Kraut has a rich history as an artist. He began right out of high school at a small screen printing company in Spokane where he made billboard signs and posters by hand. He went on to earn a Bachelor of Arts and then a Master of Arts from Eastern Washington University, where he also taught for a while.

His work won best of show in the 28th annual Juried Spokane Art Exhibit. He had a one-man show at the MAC (then Cheney Cowles State Museum) and his work was purchased by the museum and the city of Spokane.
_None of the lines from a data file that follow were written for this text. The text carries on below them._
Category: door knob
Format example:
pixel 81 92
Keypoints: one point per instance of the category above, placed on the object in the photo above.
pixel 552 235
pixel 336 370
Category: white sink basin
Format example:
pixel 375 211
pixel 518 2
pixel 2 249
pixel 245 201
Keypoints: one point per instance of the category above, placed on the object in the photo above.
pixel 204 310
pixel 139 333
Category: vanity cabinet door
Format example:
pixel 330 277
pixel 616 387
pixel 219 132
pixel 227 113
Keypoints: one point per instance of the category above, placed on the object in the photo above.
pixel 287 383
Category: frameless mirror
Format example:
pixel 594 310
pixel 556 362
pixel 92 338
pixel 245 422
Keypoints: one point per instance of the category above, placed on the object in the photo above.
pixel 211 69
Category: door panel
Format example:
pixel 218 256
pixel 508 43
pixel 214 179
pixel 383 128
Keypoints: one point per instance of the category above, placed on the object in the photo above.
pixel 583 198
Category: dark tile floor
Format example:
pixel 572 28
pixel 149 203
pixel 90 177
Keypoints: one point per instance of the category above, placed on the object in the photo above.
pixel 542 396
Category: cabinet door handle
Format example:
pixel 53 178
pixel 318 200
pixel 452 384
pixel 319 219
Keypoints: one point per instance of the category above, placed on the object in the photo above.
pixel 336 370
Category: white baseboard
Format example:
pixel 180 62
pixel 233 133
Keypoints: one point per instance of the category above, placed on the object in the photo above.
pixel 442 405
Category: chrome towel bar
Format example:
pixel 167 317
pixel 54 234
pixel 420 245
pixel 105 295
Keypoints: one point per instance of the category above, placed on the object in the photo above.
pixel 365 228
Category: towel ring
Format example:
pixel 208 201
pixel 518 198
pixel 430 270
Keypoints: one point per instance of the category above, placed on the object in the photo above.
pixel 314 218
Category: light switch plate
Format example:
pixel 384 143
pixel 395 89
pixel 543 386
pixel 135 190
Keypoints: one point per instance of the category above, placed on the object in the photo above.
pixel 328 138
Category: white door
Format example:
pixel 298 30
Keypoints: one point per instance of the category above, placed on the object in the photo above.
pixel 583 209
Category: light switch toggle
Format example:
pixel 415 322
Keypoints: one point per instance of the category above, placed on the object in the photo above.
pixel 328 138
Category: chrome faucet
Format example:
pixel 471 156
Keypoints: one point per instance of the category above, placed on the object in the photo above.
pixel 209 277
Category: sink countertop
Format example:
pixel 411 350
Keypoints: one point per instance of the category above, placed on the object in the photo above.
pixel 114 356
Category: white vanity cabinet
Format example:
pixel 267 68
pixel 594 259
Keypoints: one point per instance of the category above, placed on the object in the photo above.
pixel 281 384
In 1977, he moved to New York and became established with exhibitions and reviews. While experimenting with paint, he discovered his “paintskins,” solid sheets of paint that he reverse paints on glass, then peels the 1/8-inch-thick skins off and mounts them onto hardboard with the smooth side out. The final piece is a collage of sorts, filled with texture and layers depicting everything from otherworldly flowers to unique planets.

In 1994, Kraut moved back to Spokane after a fire in his home/studio in New York and to care for elderly family members. Now, he works in his studio every day, mixing and forming paint or drawing or finding something interesting to do with empty tubes of paint or Popsicle sticks, playing with mixed metaphors and anthropomorphic images.

In his studio there are paintskins everywhere sticking to everything – colors and shapes, planets, foliage, faces, and textured patterns. Leaning against a wall is a large piece illustrating a beautiful moon in a beautiful sky reflecting on rippling water. Feet at the bottom indicate that a man is standing there; what he’s doing is left to the viewer. “Every moment is a moment of reflection,” Kraut said.

Currently, the walls of the Kress Gallery in River Park Square are filled with Kraut’s work. The show, called “Then and Now,” consists of 34 drawings, serigraphs, and acrylic on paper highlighting periods of his development as an artist from the 1970s to now. Two of the pieces, “Last Page of Dual Movement” and “Awaiting a New Direction,” represent the time he vowed to himself not to be tagged or identified with any other artist, subject matter, style or method.  

“I did away with subject matter and concentrated on developing my own processes and means of expression,” he said. From his drawings to his paintskins, what his means of expression does is capture “wow” moments and moments of reflection.